王子を説得してクーデターの計画を立ち上げるつもりだったのだが、既に彼がルウと共に計画を練っていたのが想定外だった。
私がきっかけとなって立案したのならば必然的にある程度の主導権を握ることが出来るが、既にある計画に参加するとなればそう簡単にはいかなくなってしまう。
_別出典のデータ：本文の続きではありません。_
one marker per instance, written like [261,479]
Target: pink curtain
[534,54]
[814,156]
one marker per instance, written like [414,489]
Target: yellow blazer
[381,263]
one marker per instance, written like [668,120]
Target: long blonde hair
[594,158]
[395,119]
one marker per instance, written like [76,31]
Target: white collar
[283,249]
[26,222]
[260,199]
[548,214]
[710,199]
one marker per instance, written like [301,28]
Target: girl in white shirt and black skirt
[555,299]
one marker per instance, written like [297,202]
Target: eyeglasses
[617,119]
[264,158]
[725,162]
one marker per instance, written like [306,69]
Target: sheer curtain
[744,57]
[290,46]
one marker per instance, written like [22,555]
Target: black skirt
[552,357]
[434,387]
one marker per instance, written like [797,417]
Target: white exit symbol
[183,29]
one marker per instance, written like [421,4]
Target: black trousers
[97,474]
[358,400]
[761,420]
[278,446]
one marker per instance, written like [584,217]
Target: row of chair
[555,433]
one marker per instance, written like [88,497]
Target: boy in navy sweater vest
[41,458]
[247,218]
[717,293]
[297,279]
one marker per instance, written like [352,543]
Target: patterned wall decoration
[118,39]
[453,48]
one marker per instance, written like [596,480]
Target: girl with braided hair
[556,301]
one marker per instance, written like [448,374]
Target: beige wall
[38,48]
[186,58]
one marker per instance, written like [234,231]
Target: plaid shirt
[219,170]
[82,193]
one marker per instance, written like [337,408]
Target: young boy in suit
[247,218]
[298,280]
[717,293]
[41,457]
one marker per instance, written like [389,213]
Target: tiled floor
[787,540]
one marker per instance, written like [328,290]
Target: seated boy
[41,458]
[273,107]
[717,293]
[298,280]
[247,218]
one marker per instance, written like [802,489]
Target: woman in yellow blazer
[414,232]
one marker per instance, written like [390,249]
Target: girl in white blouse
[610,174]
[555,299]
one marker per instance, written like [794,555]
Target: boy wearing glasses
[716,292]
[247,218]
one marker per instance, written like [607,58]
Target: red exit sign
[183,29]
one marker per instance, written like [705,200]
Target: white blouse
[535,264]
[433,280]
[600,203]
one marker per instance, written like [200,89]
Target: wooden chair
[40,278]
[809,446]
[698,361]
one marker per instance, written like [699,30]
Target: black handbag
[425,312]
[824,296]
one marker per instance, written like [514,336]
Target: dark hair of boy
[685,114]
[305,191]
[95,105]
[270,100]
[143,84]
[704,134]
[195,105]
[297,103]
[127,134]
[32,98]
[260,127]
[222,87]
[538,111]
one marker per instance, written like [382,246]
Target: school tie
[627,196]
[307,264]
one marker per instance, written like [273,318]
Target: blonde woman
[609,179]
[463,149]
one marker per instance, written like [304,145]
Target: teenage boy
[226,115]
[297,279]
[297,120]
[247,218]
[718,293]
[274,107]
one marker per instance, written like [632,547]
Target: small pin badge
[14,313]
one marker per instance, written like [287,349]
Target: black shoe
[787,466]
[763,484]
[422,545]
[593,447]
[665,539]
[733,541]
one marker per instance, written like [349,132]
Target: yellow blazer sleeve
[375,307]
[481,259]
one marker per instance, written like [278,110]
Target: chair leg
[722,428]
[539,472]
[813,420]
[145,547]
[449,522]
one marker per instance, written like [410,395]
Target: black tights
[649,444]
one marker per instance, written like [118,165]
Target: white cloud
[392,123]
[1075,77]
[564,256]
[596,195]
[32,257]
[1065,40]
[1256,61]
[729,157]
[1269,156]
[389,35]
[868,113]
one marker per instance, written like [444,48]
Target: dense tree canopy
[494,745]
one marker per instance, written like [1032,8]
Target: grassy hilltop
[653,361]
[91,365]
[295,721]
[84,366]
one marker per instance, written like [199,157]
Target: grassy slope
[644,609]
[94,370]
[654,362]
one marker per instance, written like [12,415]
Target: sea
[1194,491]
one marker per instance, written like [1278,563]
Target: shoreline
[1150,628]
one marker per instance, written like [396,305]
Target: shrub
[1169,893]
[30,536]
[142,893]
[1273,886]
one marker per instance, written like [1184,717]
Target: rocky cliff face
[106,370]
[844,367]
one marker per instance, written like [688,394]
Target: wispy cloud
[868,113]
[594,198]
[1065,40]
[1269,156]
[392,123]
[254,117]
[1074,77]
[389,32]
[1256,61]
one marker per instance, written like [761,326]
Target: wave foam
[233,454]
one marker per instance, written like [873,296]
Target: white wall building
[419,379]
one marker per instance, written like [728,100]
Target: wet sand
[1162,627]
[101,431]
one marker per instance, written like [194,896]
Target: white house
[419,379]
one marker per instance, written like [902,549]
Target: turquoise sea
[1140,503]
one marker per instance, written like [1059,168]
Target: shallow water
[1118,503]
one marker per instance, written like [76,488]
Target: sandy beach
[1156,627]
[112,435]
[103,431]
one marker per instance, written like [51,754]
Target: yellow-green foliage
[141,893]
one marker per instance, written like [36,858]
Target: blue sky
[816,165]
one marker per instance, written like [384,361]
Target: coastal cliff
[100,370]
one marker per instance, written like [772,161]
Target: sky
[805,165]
日本人としての知識はまだ使えないとしても、まだ私には前世で大貴族として、そして宰相補佐として内政や交渉をこなした経験がある。
ベルファンシア公爵家とその一派が政権を独占し、まともにものを言えるのがヴェルトリージュ辺境伯家だけしかない今とは違い、前世の私の生前は様々な貴族家の力が拮抗しており政争も激しかったのだ。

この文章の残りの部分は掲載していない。